Lorsque le producteur Matti Leshem m’a apporté pour la première fois le scénario de Le survivant, j’ai eu une réaction viscérale et j’ai su que je devais faire le film. C’était en partie parce que j’avais connu des membres de ma propre famille qui avaient survécu à l’Holocauste et que j’avais vu ses effets sur leur vie. Mais plus encore parce que j’ai toujours eu un intérêt à raconter les histoires de la grande expérience d’immigration qui a fait de ce pays ce qu’il est : un véritable creuset qui a bénéficié d’une réelle diversité, non seulement d’ethnicité mais de pensée. Le survivant n’est pas tant un film sur l’Holocauste qu’un film post-Holocauste.
L’histoire vraie de la survie de Harry Haft dans les camps en combattant des matchs à mort répétés de gladiateurs est déchirante, mais ce sont les effets de cette vie alors qu’il émerge du traumatisme sur lequel le film se concentre. L’histoire fondamentale des États-Unis est enracinée dans de grandes vagues d’immigration ; après la Seconde Guerre mondiale, seuls deux pays ont ouvert leurs portes aux réfugiés de manière significative, les États-Unis et le nouvel État d’Israël. Harry aurait pu choisir l’un ou l’autre, mais il avait déjà de la famille aux États-Unis ; parce qu’il a été libéré par des soldats américains, il s’est également senti lié au pays.
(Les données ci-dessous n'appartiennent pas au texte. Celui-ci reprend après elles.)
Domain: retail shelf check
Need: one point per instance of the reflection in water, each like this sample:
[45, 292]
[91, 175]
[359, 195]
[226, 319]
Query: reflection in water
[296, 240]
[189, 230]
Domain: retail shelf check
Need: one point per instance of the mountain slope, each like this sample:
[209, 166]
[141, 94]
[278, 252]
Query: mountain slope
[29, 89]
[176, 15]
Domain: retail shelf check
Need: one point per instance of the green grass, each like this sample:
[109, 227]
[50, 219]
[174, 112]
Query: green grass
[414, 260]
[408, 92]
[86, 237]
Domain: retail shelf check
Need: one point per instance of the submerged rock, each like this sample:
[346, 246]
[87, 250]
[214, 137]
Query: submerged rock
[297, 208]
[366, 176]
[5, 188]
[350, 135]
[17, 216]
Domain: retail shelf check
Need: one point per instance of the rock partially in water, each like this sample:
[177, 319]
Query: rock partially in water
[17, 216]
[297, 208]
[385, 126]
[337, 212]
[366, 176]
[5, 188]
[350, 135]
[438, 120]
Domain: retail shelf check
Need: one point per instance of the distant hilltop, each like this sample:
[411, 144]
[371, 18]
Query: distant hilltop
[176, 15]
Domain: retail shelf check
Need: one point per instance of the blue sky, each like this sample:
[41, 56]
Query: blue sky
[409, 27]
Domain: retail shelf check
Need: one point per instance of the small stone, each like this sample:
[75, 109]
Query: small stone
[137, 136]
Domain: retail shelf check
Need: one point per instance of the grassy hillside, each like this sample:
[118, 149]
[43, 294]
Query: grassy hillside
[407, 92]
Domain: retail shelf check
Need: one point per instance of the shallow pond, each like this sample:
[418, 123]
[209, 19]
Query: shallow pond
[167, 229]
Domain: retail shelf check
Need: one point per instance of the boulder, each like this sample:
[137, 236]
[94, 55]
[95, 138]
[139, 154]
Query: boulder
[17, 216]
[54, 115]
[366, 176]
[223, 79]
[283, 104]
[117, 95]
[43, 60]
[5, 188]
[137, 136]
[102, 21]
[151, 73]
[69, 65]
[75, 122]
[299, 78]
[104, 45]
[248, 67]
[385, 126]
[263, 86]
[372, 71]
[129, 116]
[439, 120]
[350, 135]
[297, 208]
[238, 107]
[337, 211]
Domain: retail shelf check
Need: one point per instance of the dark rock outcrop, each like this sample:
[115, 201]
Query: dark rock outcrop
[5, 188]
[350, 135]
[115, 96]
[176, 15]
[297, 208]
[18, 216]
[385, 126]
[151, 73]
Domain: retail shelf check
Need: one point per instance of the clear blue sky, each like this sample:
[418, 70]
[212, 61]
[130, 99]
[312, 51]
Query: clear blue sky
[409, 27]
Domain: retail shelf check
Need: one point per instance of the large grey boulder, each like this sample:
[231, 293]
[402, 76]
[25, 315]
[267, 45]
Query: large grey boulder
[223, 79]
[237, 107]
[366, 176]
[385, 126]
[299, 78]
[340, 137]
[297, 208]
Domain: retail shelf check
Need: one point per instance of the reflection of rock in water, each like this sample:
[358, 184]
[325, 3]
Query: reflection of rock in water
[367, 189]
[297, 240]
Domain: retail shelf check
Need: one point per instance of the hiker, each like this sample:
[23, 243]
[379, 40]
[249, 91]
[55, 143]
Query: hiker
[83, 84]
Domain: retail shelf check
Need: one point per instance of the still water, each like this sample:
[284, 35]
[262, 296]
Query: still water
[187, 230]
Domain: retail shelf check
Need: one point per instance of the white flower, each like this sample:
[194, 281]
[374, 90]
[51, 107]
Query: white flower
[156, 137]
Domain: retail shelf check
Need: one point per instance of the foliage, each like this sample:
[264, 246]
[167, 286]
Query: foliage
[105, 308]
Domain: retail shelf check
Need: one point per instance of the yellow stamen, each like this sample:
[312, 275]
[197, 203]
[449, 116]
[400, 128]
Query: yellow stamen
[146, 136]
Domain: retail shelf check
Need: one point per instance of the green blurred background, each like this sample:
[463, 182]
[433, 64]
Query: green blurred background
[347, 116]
Lorsque j’ai entrepris le voyage pour faire ce film, il ne m’est pas venu à l’esprit que je racontais une autre histoire que celle de Harry. En effet, la résonance de Le survivant sonne trop vrai aujourd’hui. Bien qu’il n’y ait jamais d’équivalence morale à faire aux horreurs de l’Holocauste ou de tout autre génocide (on me rappelle que le mot « génocide » a été créé pour décrire cet événement), en regardant autour du monde aujourd’hui, je suis frappé par l’apathie croissante pour la guerre en Ukraine alors qu’elle se poursuit. Une guerre sur le même sol européen où aujourd’hui des dizaines de milliers de civils sont assassinés par un dictateur autocratique. Tout comme l’Amérique a tardé à entrer dans la Seconde Guerre mondiale – il a fallu au président Franklin D. Roosevelt jusqu’en 1942 pour entrer en guerre malgré le fait que l’administration était au courant des atrocités nazies – de la même manière en tant que culture, nous détournons le regard de l’invasion russe et actes d’horreur en nous assurant qu’il suffit d’envoyer de l’argent et des armes. De plus, à l’intérieur de nos frontières, la montée du néonazisme et des actes d’antisémitisme est à son plus haut niveau. Bien sûr, les néo-nazis ne ciblent pas que les Juifs et ont une haine virulente envers les Afro-Américains et toutes les minorités non blanches. Il est difficile d’imaginer des fascistes se rassembler dans nos rues comme ils l’ont fait à Nuremberg, mais bien sûr, c’est exactement ce qui s’est passé à Charlottesville, en Virginie, en 2017.
Nous vivons maintenant dans un monde de méfiance totale. Un monde de méchants. Boucs émissaires. Théories du complot. Où est-ce que tout cela va? Pendant la pré-production, nous avons décidé que nous devions visiter Auschwitz avant le début du tournage. L’élimination systématique de millions de personnes est déchirante, c’est le moins qu’on puisse dire. Alors que nous étions debout au sommet de l’un des crématoires et que nous écoutions notre guide parler, il nous a ramenés au début des années 1930. La montée du parti nazi. La haine envers les Juifs dans leur propagande. Un désir de revenir à un passé plus glorieux. Et les débuts des Juifs perdant leurs droits. Alors que nous nous tenions le long de la route qui menait au crématorium, il a poursuivi : « C’est la route que la haine a construite. Qui savait que cela mènerait ici, et à une telle horreur ? »
Le cri de « Plus jamais ça » visait spécifiquement à nous unir en tant que société autour de la cause commune de ne pas laisser le génocide revenir. En regardant le film que j’ai fait, je me rappelle souvent comment, en tant que société, nous échouons à cela. Les effets du racisme et du fascisme qui mènent à la guerre devraient toujours nous être intolérables.
Cette histoire est apparue pour la première fois dans un numéro d’août du magazine The Hollywood Reporter.